What's the recommended strategy to reindex all (over 500) indices from 5.6.3 to 7.x?

I have to migrate from ES5.6.3 to latest ES 7.x There are over 500 indices, 10 flavor of index, high number of index because of rollover ex index1-yyyy.mm and so on. The two options can be -

  1. scripting - ex bash script connecting to new cluster
    read all indexes from a file (this is done separately by connecting to 5.x cluster)
    loop
    create mapping
    reindex from remote

Question- can index of same flavor be reindexed api in a single command with source and dest index as "index1-*"

  1. same logic in a java program using high level REST client

Since the available servers to work on is Windows, I am having difficulty setting up bash script, If there is a way to do it in one shot for indexes of same flavor I would like that since it is a one time job.

Not sure I fully understand but did you look at the reindex API?

Reindex API supports reindexing from a remote Elasticsearch cluster:

POST _reindex
{
"source": {
"remote": {
  "host": "http://otherhost:9200",
  "username": "user",
  "password": "pass"
},
"index": "source",
"query": {
  "match": {
    "test": "data"
  }
}
},
"dest": {
"index": "dest"
}
}

I guess also you can Reindex multiple indices with a wildcard, check this link https://www.elastic.co/guide/en/elasticsearch/reference/7.2/docs-reindex.html#_reindex_daily_indices

You can also try Curator

Thanks @ylasri and @dadoonet . I tried reindex using wildcard with painless script.

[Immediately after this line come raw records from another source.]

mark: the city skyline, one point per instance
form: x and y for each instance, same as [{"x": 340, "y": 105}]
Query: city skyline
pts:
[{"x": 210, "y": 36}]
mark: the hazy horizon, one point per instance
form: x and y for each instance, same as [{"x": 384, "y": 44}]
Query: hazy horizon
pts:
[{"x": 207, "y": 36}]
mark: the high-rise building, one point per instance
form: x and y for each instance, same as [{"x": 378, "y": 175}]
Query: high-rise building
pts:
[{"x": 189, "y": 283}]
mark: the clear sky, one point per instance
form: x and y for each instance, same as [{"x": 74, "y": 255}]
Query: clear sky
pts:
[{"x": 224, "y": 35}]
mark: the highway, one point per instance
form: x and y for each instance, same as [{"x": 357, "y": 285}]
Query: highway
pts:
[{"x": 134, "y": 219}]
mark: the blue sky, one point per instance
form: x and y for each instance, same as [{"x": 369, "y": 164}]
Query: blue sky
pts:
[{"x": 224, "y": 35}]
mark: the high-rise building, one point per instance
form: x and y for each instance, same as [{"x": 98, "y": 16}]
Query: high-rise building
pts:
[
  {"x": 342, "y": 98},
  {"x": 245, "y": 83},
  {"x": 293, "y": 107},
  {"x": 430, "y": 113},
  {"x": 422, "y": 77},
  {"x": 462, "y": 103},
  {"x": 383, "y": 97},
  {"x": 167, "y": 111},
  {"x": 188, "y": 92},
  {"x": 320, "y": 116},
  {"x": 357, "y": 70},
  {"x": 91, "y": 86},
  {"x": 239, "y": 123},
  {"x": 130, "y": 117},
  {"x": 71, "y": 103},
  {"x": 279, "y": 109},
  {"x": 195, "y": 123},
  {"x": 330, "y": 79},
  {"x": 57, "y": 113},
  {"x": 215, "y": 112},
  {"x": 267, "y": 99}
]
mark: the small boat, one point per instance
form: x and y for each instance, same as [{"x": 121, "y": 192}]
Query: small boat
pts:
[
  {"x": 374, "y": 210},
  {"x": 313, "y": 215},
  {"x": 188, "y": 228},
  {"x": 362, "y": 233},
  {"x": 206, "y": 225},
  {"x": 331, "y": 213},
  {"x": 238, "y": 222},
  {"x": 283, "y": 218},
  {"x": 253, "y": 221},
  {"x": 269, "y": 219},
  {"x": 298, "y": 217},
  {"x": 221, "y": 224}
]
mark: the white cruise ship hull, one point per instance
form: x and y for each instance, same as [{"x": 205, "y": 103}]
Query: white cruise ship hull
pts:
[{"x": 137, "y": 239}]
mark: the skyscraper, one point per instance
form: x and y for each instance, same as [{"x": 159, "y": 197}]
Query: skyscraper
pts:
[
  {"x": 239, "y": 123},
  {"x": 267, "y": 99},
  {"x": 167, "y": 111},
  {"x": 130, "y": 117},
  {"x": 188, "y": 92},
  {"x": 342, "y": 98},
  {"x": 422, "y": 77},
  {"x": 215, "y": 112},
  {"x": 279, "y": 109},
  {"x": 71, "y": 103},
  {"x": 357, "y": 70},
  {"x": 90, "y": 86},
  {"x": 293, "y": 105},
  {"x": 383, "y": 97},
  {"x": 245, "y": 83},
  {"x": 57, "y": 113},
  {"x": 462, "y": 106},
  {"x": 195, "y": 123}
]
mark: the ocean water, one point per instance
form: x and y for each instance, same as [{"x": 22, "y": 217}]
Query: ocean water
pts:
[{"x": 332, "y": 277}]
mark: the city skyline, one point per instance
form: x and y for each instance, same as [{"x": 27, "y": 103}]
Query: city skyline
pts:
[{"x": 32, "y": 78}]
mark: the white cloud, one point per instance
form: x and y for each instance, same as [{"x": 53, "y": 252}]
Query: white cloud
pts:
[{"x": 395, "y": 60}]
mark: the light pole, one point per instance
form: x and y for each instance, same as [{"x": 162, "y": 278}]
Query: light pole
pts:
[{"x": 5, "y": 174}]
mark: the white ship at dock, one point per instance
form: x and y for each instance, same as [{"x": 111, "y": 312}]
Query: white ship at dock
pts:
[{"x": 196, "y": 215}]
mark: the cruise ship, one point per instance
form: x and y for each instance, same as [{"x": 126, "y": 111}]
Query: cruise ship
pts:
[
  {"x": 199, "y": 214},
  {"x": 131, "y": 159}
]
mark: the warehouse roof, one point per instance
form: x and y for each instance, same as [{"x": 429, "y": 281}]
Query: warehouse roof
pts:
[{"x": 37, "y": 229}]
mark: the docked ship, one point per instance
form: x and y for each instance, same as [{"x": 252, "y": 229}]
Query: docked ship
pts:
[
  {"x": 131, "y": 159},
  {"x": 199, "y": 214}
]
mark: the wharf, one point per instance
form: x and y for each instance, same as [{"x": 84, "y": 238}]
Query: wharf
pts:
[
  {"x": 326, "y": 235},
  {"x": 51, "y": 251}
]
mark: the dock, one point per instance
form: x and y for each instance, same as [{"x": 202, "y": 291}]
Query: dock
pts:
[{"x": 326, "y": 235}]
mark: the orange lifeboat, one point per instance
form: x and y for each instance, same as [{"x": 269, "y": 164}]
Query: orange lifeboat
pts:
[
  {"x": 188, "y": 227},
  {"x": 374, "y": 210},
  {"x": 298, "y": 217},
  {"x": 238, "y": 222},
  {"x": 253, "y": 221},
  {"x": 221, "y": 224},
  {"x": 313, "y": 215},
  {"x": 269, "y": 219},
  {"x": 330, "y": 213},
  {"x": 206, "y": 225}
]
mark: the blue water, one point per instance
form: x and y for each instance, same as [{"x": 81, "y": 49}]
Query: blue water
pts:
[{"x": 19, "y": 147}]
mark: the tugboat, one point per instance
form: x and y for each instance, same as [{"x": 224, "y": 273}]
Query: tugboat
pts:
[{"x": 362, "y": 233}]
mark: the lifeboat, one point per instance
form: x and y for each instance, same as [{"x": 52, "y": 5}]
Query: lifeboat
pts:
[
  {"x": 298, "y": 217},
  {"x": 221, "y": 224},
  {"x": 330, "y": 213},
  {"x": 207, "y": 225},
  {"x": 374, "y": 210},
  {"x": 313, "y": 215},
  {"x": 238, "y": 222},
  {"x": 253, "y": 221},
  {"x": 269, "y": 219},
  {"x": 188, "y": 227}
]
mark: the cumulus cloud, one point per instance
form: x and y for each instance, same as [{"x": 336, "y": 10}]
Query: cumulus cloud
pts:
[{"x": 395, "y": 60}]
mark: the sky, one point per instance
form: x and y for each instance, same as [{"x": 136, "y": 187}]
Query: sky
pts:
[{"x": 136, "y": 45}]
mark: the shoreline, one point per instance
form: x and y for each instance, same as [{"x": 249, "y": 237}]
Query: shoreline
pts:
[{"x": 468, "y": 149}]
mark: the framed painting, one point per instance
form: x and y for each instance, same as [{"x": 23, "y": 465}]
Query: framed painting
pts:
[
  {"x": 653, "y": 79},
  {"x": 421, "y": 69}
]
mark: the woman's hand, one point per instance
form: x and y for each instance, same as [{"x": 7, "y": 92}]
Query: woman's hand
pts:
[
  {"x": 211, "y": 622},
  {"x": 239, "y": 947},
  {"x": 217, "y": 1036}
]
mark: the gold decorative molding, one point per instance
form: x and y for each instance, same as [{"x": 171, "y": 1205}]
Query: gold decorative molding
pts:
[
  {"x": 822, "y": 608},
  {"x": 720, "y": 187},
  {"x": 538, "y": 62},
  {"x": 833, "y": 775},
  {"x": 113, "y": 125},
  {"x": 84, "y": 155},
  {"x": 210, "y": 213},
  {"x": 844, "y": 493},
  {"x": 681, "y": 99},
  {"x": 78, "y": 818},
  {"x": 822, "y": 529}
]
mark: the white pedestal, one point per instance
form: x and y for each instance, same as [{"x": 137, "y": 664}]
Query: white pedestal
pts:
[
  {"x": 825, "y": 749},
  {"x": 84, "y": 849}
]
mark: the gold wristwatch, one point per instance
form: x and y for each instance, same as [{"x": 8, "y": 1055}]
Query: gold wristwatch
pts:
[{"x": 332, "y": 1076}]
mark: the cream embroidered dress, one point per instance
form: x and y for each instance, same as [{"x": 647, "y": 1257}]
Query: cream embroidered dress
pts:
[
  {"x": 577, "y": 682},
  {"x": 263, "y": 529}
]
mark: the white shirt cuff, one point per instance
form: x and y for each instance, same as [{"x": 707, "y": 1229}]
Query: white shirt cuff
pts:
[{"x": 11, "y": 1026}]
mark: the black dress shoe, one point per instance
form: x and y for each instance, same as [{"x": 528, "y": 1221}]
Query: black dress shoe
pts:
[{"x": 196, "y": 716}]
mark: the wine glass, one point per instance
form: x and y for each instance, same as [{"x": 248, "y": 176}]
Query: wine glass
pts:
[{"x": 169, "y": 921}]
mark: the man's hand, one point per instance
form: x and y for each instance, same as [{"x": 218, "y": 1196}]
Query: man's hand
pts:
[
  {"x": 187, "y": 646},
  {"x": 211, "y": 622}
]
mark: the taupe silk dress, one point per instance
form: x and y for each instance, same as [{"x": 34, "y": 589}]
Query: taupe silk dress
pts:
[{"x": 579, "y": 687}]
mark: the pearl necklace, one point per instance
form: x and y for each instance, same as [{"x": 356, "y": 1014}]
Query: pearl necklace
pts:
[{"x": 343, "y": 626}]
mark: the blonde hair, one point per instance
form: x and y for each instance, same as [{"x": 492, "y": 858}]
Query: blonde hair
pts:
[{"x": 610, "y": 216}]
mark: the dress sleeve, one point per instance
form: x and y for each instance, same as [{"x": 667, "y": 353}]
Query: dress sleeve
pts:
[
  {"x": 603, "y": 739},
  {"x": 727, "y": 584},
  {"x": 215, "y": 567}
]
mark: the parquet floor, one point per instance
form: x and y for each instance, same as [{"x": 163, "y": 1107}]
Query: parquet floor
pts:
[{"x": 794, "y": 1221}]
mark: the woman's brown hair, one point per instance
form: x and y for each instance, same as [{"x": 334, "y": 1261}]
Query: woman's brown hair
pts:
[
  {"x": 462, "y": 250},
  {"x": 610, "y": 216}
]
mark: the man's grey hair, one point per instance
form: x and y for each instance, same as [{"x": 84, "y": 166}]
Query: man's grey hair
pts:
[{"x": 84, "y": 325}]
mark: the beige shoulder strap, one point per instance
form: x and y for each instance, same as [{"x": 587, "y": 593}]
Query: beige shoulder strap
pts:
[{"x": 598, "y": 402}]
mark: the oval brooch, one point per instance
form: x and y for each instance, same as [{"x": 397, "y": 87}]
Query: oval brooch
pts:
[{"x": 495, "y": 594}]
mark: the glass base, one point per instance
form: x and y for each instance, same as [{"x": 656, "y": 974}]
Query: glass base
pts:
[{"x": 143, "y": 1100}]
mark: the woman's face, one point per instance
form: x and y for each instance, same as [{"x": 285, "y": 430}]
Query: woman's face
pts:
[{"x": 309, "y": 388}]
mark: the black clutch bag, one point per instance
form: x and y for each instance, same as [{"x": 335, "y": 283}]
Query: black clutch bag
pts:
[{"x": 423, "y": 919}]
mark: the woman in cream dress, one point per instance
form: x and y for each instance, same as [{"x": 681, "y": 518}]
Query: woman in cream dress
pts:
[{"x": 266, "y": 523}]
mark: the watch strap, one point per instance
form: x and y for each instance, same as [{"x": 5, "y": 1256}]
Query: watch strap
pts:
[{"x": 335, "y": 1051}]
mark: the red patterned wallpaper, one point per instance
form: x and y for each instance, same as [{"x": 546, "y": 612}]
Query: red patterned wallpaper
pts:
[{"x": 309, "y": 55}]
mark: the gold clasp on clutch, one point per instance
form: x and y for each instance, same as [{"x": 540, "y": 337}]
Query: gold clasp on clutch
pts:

I have many indices Ex: audit-2018.01, audit-2018.02 and so on and want to create in another instance the indices by the same name. What's the correct way to reference remote index in the script?
POST _reindex
{
"conflicts": "proceed",
"source": {
"remote": {
"host": "http://localhost:9200"
},
"index": "audit*",
"size": 1000
},
"dest": {
"index": "audit",
"op_type": "create"
},
"script": {
"lang": "painless",
"source": "ctx._index = 'audit' + (remote._index.substring('audit'.length(), remote._index.length()))
}
}

try this with 1 small indice

 POST _reindex {
    "conflicts": "proceed",
    "source": {
    "remote": {
    "host": "http://localhost:9200",
      "username": "elastic",
      "password": "changeme"
    },
    "index": "audit-*",
    "size": 1
    },
    "dest": {
    "index": "audit",
    "op_type": "create"
    },
    "script": {
    "lang": "painless",
        "source": "ctx._index = 'audit-' + (ctx._index.substring('audit-'.length(), ctx._index.length()))"
    }
    }

add this setup in remote cluster elasticsearch.yml file and restart the cluster

reindex.remote.whitelist: localhost:9200

@ylasri thank you, it does create multiple indexes. An interesting observation though (and my issue remains)
POST _reindex
{
"conflicts": "proceed",
"source": {
"remote": {
"host": "http://localhost:9200"
},
"index": "audit-2010.*",
"size": 100
},
"dest": {
"index": "audit-2010",
"op_type": "create"
},
"script": {
"lang": "painless",
"source": "ctx._index = 'audit-2010-' + (ctx._index.substring('audit-2010.'.length(), ctx._index.length()))"
}
}
creates multiple index audit-2010-01, audit-2010-02 but the below creates just one index . (the only difference is dot instead of dash since my original index are like audit-2010.01, audit-2010.01 I want to keep the same index name in the new instance

POST _reindex
{
"conflicts": "proceed",
"source": {
"remote": {
"host": "http://localhost:9200"
},
"index": "audit-2010.*",
"size": 100
},
"dest": {
"index": "audit-2010",
"op_type": "create"
},
"script": {
"lang": "painless",
"source": "ctx._index = 'audit-2010.' + (ctx._index.substring('audit-2010.'.length(), ctx._index.length()))"
}
}

Any reason why?

Can you share the indice name created by the second script?

@yalsri the index created is audit-2010

Try this pattern "index": "audit-2010*" instead of "index": "audit-2010.*" may be the issue is with the special dot :slight_smile:

@yalsri it doesn't matter the selection by "index":"audit-2010*" . The question is how to escape the dot in painless. Escaping with \. gives error
"source": "ctx._index = 'audit-2010\.' + (ctx._index.substring('....

@dadoonet - David, this works in painless
"source": "ctx._index = (ctx._index.substring(1, ctx._index.length()))"

and this does not
"source": "ctx._index = (ctx._index.substring(0, ctx._index.length()))"

I do not get any syntax error but the default index name is created by reindex when using the later.

painfull painless :slight_smile:
Hi @nik9000 we need your help here if possible

@ylasri LOL - thanks for your quick responses.
@nik9000 your help is awaited.

This topic was automatically closed 28 days after the last reply. New replies are no longer allowed.